By many measures and in many industries, supply chains are stable, inventories have normalized and profitability has improved at large companies.
But under the hood, the finances of many smaller companies in the supply chain are still hurting — and in fact are in worse shape than before the pandemic began.
Since 2019, private middle market companies — which make up the backbones of supply chains — have filed for bankruptcies as much as four times more often large companies, according to research that RapidRatings, a financial analysis firm that tracks supply chain risk, performed for investment firm Marblegate Asset Management.
The firm also found that from 2019 through 2022, EBITDA declined by over 20% at middle market companies. Meanwhile, EBITDA rose by 20% at large public companies.
Companies’ financial and operational health has worsened in several key industries. In aerospace, for example, RapidRatings’ Core Health Scores (CHS) — which measure operating and structural efficiency based on over 60 financial ratios — for private companies fell nearly 29% on average from 2019 to 2023, according to RapidRatings data provided to Supply Chain Dive.
The deteriorating health of smaller, private companies in the supply chain
Industry | Core Health Score (2023) | Score change since 2019 |
---|---|---|
Aerospace and defense | 40.7 | -28.7% |
Automotive | 35.9 | -25.7% |
Retail | 39.5 | -15.8% |
Transportation | 61.3 | -3.2% |
Source: Rapid Ratings. Note: Core Health Scores range from 0 (unhealthiest) to 100 (healthiest), and measure operating and structural efficiency based on over 60 financial ratios.
“You are seeing common themes,” Rapid Ratings Executive Chair James Gellert said. “Their profit margins are being squeezed. Their capital costs are increasing. Short term debt as a percentage of total is, generally speaking, growing — meaning they're coming closer to their maturities.”

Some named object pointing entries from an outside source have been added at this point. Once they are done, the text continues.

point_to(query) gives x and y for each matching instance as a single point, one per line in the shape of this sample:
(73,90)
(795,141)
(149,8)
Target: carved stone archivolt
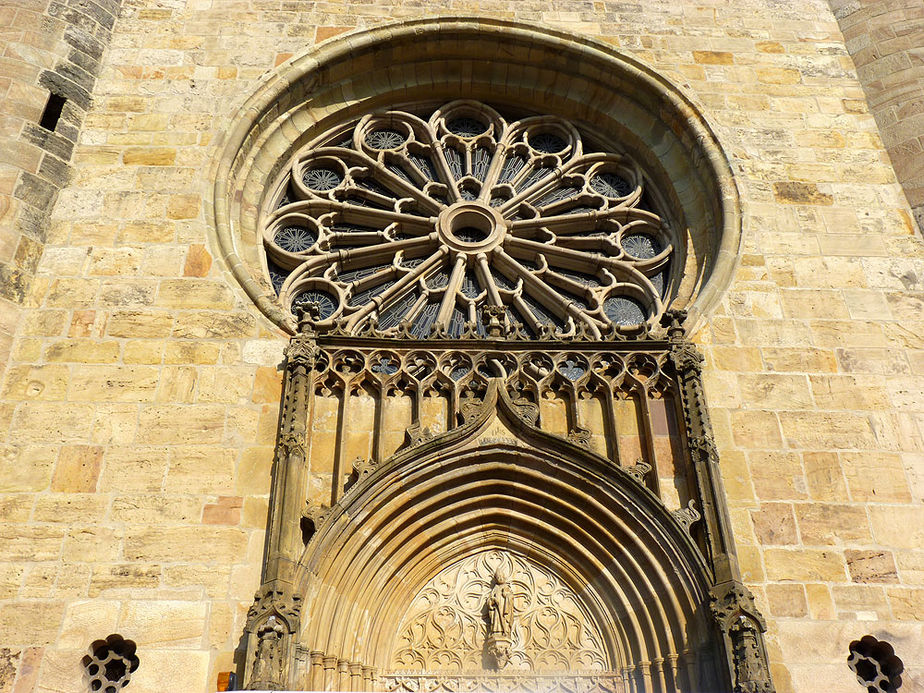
(496,603)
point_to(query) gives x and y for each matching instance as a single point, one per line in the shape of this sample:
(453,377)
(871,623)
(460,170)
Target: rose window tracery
(422,223)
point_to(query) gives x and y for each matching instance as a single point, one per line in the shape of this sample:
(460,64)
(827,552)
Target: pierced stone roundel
(416,220)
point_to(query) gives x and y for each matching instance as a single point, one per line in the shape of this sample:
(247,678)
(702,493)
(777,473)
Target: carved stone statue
(267,665)
(500,605)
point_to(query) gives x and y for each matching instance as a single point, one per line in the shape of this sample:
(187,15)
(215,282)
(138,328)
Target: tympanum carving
(498,610)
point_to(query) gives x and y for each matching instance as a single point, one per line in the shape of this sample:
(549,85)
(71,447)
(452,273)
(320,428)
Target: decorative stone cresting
(426,219)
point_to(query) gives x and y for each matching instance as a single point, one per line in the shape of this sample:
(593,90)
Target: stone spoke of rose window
(419,220)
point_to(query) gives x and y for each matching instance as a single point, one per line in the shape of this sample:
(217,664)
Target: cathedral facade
(500,345)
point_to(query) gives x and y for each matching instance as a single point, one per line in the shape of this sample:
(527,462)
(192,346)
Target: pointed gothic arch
(640,576)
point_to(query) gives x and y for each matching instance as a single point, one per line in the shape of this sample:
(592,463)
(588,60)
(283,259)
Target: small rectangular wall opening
(52,112)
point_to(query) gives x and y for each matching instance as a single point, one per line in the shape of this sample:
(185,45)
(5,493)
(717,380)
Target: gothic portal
(494,466)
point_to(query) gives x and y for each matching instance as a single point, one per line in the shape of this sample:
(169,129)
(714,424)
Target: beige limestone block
(26,468)
(139,324)
(77,470)
(824,476)
(84,621)
(114,384)
(786,600)
(36,383)
(213,324)
(196,424)
(911,567)
(907,603)
(115,261)
(194,293)
(225,511)
(187,207)
(752,569)
(16,507)
(170,669)
(149,509)
(143,351)
(31,622)
(774,523)
(201,470)
(821,604)
(61,671)
(777,475)
(115,424)
(255,512)
(267,385)
(254,471)
(898,526)
(213,581)
(231,385)
(872,360)
(768,391)
(756,430)
(58,422)
(72,293)
(849,392)
(83,351)
(45,323)
(860,602)
(827,430)
(11,578)
(221,625)
(805,565)
(68,508)
(871,566)
(264,352)
(828,524)
(185,544)
(177,384)
(739,359)
(174,624)
(127,578)
(876,477)
(198,259)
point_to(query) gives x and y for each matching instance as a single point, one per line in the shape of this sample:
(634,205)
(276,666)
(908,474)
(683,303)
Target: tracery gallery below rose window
(417,221)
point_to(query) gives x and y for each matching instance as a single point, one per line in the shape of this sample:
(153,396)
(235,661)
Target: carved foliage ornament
(415,221)
(459,620)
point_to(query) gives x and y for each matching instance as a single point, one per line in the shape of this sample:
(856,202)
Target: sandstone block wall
(886,40)
(139,399)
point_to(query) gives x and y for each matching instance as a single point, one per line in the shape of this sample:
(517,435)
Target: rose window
(418,224)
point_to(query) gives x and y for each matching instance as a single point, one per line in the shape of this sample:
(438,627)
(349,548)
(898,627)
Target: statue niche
(499,617)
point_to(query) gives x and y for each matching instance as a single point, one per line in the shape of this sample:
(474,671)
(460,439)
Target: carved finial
(687,516)
(307,313)
(495,320)
(673,320)
(415,434)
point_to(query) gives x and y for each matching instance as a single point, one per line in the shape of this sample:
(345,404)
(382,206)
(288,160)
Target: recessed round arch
(612,95)
(613,544)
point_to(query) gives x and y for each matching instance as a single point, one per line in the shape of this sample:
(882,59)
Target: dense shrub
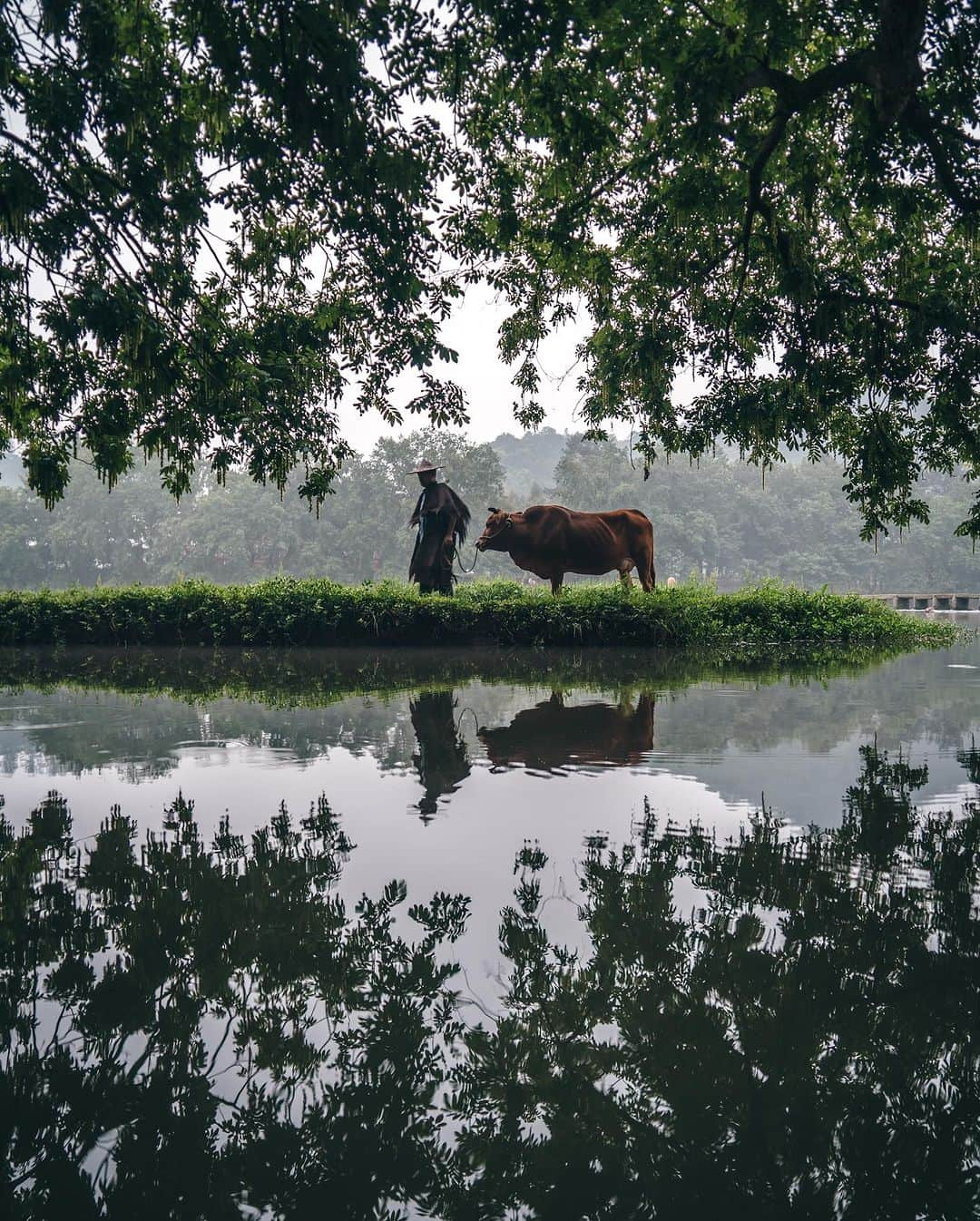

The score changes are far less dramatic for large publicly traded companies, which often make up the downstream buyers and brands. In some industries, including retail and transportation, the CHS metric has improved overall since the pre-pandemic era.
Larger, public companies have fared better through disruption
Industry | Core Health Score (2023) | Score change since 2019 |
---|---|---|
Aerospace and defense | 38.6 | -17.7% |
Automotive | 44.7 | -6.9% |
Retail | 53.6 | +5.1% |
Transportation | 58.9 | +6.7% |
Source: Rapid Ratings. Note: Core Health Scores range from 0 (unhealthiest) to 100 (healthiest), and measure operating and structural efficiency based on over 60 financial ratios
Buyers are pressuring suppliers
The two outcomes for each group are likely at least partially related.
“It's clear that in the same industries or in the related industries — meaning the supply chains that make up the downstream companies — there's pressure being put on smaller companies by the larger ones,” Gellert said.
For suppliers and others in the supply chain, some of that pressure is felt in day-to-day operations. “They're often talking about things like, ‘I can't get my SKUs set up three quarters in advance, because I'm not getting as much visibility into my customer’s buying needs or with the same lead time as I used to get,’” Gellert said.
In industries such as retail, some large companies cleaned up their operations and income statements in the difficult demand environment of the past two years while shifting operational and financial risk downstream.
Some retailers and brands canceled orders and pulled back on purchasing when faced with inventory overages. Apparel manufacturers in Bangladesh, for example, told researchers last year that large buyers were canceling orders and using economic conditions as a pretext to drive prices down, all at the expense of suppliers.
Taking an active approach to risk management
The financial environment is also weighing on supply chains.
“You keep going deeper and deeper into those companies away from the commercial side, and you've got all of this other stuff,” Gellert said. “‘How are we financing ourselves? Are we investing enough in research and development so we can continue to be innovative? Do we have pressure from our investors? Do we have private equity shareholders that are five years in and looking for an exit at almost any price? Do they want to merge us with somebody?’”
Large, publicly traded retailers often have deeper financial resources and can get better borrowing rates than smaller companies, another reason why Gellert thinks they have fared better since the pandemic.
When suppliers do buckle under financial pressure, it creates problems throughout the supply chain. As Everstream put in a 2023 supply chain risk report, “small-business closures don’t often get much attention, but they will catch many companies by surprise this year, creating a bullwhip effect that could halt production.”
For buyers, managing risk is in large part a matter of managing supplier relationships. Sharing information is critical, but so is a collaborative approach.
Gellert points to mature companies that support their suppliers financially when they need help, such as by offering faster payment terms and financing programs, or purchasing commodities for them.
“There are companies that have managed their suppliers at arm's length and very transactionally,” Gellert said. “And they're the ones who don't have resilient supply chains — because there's no bond built. Collaboration between corporate entities is key to having sustained critical relationships.”